Let's get the disclaimers out of the way. I don't smoke; hell, I'm an asthmatic. I've smoked I think 7 cigarettes in my life, when I was in grad school, to see if I liked it. I didn't; you wake up in the morning and your mouth tastes like an ash tray. They say that kissing a smoker is like licking an ash try (
I was married to one, and it's not quite that bad, but you do notice it); try waking up with that in your own mouth. So I never contracted the habit, which is fortunate because if I had, I probably couldn't breathe at all now.

But this hounding of smokers by constantly reducing the list of places where they're allowed to indulge their habit is getting into the category of the people who yell publicly at pregant women drinking wine (see yesterday's post). The official justification for segregating smokers is that secondhand smoke gives non-smokers lung cancer. OK, that may even be true; but the guy with the Camel in his mouth is at much higher risk. Also, the nicotine habit is the hardest addiction to break - worse than heroin. But as long as they stay in their corners and don't breathe the smoke at other people, how is their nasty habit anybody else's business? Enough already.

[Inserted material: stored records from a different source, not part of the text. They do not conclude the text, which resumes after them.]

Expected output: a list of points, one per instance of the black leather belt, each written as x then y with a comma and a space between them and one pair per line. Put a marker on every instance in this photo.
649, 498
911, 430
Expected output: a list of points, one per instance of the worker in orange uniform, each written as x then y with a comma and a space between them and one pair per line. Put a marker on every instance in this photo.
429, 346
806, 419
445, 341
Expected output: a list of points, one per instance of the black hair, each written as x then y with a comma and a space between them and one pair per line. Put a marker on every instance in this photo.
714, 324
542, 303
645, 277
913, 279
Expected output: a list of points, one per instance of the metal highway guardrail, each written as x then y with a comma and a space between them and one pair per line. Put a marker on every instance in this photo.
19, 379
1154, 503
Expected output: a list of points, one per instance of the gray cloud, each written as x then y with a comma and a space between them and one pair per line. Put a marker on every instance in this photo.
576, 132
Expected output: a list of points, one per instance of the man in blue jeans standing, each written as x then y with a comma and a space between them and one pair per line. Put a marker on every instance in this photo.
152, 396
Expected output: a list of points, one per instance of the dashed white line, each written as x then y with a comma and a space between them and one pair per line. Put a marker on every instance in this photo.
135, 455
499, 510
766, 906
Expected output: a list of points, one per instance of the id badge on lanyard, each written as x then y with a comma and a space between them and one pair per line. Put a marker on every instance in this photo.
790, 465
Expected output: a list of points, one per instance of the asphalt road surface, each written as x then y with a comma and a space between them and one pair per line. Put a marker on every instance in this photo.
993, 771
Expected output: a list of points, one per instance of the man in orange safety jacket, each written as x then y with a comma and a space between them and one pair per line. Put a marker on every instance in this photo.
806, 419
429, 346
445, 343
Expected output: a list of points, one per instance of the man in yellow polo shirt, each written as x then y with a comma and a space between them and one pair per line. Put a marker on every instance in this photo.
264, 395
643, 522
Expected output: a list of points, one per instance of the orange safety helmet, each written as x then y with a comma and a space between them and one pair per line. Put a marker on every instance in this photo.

This comes back down to civility, a topic I've ranted about before. If I have a nasty habit of some sort, which I manage so that it doesn't harm or threaten other people, then it is nobody else's business. If I'm fat, that's my business. If I drink too much, as long as I don't drive, that's my business. Ditto with the smoking: as long as they control where they light up, it is nobody else's business. But the category of people I call "social Nazis" (yes, I realize I'm echoing Rush Limbaugh, with whom I disagree on almost every point) feel that they, through their superior moral characterstics caused by their possession of The Only Truth, have the right to chastise other people publicly for indulging in habits that injure only the habituee.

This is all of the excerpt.